Per l’appunto, un giovane amico – delegato sindacale da poco – mi racconta la sua frustrazione e il suo sconcerto: si era messo di impegno a leggersi per filo e per segno i due documenti (pochissimi, mi dicono, l’hanno fatto), ed era andato a parlare con sostenitori dell’una e dell’altra parte in competizione, per decidere a ragion veduta.
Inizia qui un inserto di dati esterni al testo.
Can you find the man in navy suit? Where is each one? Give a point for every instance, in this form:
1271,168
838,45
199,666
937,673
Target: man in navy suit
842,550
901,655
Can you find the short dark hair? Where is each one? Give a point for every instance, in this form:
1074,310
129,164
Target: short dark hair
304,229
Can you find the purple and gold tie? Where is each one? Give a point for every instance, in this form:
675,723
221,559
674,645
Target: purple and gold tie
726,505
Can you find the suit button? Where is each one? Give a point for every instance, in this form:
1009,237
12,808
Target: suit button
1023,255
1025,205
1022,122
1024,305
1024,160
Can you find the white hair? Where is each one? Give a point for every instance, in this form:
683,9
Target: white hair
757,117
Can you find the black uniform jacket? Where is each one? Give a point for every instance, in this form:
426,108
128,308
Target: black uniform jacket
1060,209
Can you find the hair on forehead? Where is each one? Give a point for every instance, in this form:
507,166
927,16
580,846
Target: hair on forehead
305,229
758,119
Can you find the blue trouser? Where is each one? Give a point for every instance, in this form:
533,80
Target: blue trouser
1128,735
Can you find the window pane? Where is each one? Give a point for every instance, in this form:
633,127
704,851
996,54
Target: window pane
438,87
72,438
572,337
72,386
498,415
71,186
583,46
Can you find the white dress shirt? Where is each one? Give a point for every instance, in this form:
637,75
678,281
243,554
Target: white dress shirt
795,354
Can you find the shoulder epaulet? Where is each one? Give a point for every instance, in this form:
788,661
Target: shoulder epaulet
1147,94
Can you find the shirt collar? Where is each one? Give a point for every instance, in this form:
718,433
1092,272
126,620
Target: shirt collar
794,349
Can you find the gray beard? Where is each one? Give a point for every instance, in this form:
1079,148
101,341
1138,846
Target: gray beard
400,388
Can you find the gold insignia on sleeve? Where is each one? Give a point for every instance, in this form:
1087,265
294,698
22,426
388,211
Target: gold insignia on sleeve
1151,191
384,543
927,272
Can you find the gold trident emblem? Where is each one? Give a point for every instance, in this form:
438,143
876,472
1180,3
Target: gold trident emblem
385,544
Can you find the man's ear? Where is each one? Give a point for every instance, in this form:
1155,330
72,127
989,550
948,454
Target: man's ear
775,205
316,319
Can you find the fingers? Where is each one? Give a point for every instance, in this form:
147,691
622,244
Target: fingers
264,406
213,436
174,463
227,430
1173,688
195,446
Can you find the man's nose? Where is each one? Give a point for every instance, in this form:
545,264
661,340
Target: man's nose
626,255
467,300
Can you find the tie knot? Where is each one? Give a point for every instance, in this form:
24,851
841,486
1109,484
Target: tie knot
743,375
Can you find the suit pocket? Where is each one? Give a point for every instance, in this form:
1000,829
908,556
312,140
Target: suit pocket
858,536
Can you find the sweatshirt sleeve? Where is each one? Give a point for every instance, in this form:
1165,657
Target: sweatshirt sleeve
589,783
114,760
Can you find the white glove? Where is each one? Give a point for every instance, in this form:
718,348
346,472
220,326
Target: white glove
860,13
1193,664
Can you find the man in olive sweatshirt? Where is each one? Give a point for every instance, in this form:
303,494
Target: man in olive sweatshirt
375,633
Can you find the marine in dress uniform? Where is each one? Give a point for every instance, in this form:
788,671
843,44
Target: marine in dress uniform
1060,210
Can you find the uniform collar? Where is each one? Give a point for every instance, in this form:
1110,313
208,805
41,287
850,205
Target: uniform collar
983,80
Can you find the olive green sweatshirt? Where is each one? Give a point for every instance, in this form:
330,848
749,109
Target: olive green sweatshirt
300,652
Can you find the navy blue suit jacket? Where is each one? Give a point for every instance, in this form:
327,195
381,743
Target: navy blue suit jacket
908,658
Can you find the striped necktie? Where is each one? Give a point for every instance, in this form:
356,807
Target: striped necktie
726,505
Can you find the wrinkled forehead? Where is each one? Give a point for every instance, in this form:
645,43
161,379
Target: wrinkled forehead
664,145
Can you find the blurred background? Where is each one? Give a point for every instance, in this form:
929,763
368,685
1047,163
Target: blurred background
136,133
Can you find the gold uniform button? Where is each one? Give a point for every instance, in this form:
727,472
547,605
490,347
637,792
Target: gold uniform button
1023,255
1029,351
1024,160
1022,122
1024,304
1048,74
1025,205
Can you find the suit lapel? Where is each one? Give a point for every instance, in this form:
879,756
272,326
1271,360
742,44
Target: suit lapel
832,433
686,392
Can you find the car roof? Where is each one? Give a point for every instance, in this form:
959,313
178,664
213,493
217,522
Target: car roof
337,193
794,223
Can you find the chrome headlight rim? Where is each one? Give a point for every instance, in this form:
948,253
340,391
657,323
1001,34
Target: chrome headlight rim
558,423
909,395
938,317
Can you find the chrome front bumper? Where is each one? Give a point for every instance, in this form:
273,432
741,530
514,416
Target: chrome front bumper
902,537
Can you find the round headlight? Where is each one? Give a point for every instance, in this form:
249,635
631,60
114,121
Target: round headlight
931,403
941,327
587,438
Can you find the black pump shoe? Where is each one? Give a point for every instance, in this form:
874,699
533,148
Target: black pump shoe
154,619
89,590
Ma appena ha reso esplicita la sua scelta ha visto i compagni dell’”altra” parte passare istantaneamente dall’affetto seduttivo ad una gelida ostilità.
Mentre cammino sotto il caldo estivo questi discorsi si intrecciano alle emozioni, ai colori, ai suoni di una manifestazione sindacale folta e partecipata, si scontrano con la speranza che portano in piazza le facce giovani e sconosciute di chi “è arrivato dopo”, e incrinano la consolazione di sapere che in questo paese allo sbando una grande organizzazione collettiva di lavoratori ancora c’è, resiste, pensa.
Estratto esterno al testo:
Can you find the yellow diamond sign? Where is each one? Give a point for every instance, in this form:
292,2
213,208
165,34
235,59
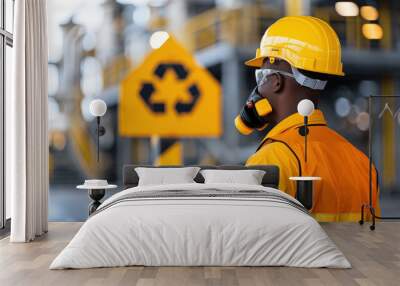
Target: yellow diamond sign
170,95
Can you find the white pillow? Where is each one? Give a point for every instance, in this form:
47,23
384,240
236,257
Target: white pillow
249,177
162,176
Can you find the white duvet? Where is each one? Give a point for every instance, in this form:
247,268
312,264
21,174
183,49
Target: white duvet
200,231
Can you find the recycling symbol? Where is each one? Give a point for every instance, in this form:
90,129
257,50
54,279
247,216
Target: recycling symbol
148,89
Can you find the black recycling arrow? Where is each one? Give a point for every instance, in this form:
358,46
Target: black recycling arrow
147,89
179,70
145,92
181,107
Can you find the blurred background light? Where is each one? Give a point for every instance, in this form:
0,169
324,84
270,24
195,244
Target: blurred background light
369,13
53,82
362,121
346,8
92,77
342,106
85,110
141,15
361,104
372,31
368,87
157,39
89,41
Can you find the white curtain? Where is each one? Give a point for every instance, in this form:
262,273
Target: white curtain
26,123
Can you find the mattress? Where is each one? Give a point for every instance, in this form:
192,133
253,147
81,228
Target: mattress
200,225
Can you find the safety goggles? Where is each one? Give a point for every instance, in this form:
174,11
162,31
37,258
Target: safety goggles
303,80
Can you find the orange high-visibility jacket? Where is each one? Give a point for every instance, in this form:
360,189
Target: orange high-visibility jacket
343,168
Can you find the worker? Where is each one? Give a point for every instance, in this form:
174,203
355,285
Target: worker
296,58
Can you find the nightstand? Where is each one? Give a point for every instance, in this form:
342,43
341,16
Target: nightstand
96,193
304,193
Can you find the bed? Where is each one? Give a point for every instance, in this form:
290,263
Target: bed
201,224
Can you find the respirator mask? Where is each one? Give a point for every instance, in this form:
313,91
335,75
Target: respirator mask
254,113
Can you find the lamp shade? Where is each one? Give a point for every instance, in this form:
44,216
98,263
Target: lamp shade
305,107
97,107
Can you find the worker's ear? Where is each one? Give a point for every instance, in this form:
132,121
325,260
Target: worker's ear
277,82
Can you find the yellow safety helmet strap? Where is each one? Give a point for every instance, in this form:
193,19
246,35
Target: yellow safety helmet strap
306,81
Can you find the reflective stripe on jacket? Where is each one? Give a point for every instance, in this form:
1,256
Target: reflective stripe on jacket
343,168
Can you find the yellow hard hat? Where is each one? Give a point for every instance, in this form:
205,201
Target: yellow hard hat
305,42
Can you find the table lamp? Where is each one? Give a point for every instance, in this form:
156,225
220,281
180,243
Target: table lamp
98,108
305,108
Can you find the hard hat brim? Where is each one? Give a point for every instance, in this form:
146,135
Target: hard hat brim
256,62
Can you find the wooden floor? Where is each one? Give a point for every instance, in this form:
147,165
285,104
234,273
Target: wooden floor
375,257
C’è l’entusiasmo di sapere che tra poco, a dirigere la Cgil nazionale, ci sarà per la prima volta una donna, una che porta nella sua storia l’esperienza femminista del “Coordinamento Donne FLM”, che nel 2001 ha dato vita al movimento “Usciamo dal silenzio”, che il 24 giugno, a Bologna, nel suo discorso per lo sciopero generale, ha saputo mettere in fila tutte le cose necessarie, e che è anche sufficientemente maschile da aver diretto per anni la Cgil Lombardia.
Ma Susanna Camusso, anche se non tradisse nessuna delle aspettative che esistono su di lei, non basta per aver ragione del tarlo pericoloso che rode all’interno anche la Cgil, il tarlo che inchioda per mesi questa organizzazione a discutere di questioni invisibili e incomprensibili a chi sta fuori, e che le fa decidere i gruppi dirigenti sulla base di criteri in cui hanno troppo peso alleanze ed ubbidienze.
Ci vuole un’ onda giovane, mista tra sessi, nazionalità, età, e tipo di lavoro che arrivi senza preavviso, come quando sei sulla spiaggia con le spalle imprudentemente rivolte al mare, e ti ritrovi di punto in bianco bagnata e gelata dalla testa ai piedi.